I won’t lie I do still believe I’m not capable of continuing, I have this deep rooted conviction that goes between the worlds greatest gift to human cancer and no in between. But despite my beliefs and the way I see myself and the world today I was reminded of a couple promises I made. I promised my ex that I would be here for another year, I mean a day later I was in hospital you know what happened. It hurts me that I broke that promise. With my mental health being the way it is I’ve never been great with emotions, I’m constantly overwhelmed by intense thoughts and feelings, and yet In this sea of emotion that I’m constantly drowning inside of there’s a little island at the centre, a place where the strongest emotions come to the surface and settle, when I think about it now I realise I was wrong there. The island isn’t for emotions, it’s for an emotion. Outside of my two major states I’ll be honest it’s hard to feel anything other than love, the people on that island, you know who you are and I’m thankful for you and for my promise I’ve reinvigorated it myself, repeating it to myself every time I see myself in a mirror. I’ve made a choice, not for me but for you, all of you, I’m going to fight. I’ll beat this one day at a time.

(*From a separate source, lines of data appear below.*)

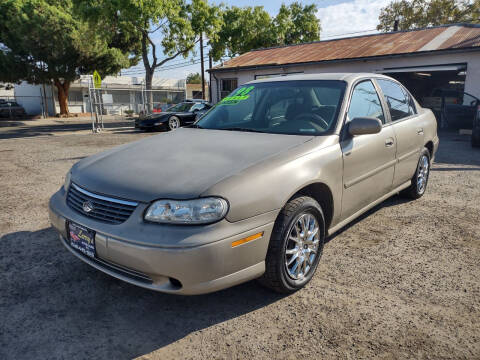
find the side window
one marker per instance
(365, 102)
(399, 101)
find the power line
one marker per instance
(167, 67)
(138, 70)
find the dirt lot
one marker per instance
(401, 282)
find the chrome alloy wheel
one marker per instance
(173, 123)
(302, 246)
(422, 174)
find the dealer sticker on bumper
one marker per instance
(82, 239)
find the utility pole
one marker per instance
(201, 66)
(210, 65)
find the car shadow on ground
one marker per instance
(52, 305)
(21, 131)
(461, 151)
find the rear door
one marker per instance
(368, 160)
(408, 127)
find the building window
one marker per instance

Honestly, the rest of the day I didn’t do a lot, I didn’t shower because I don’t deserve to but I did buy some new shower gel so that’s a plus. Been absolutely killing it on Call of Duty Mobile which I know I shouldn’t play but I can’t stop myself, there’s something about letting yourself get murdered repeatedly that really soothes my brain when I’m upset. The day wasn’t the best. It wasn’t the worst and it was very warm and uncomfortably sunny, but I made it. I woke up with a positive outlook and yeah I cried myself to sleep, I ate food I don’t like just to spite myself, and that’s that.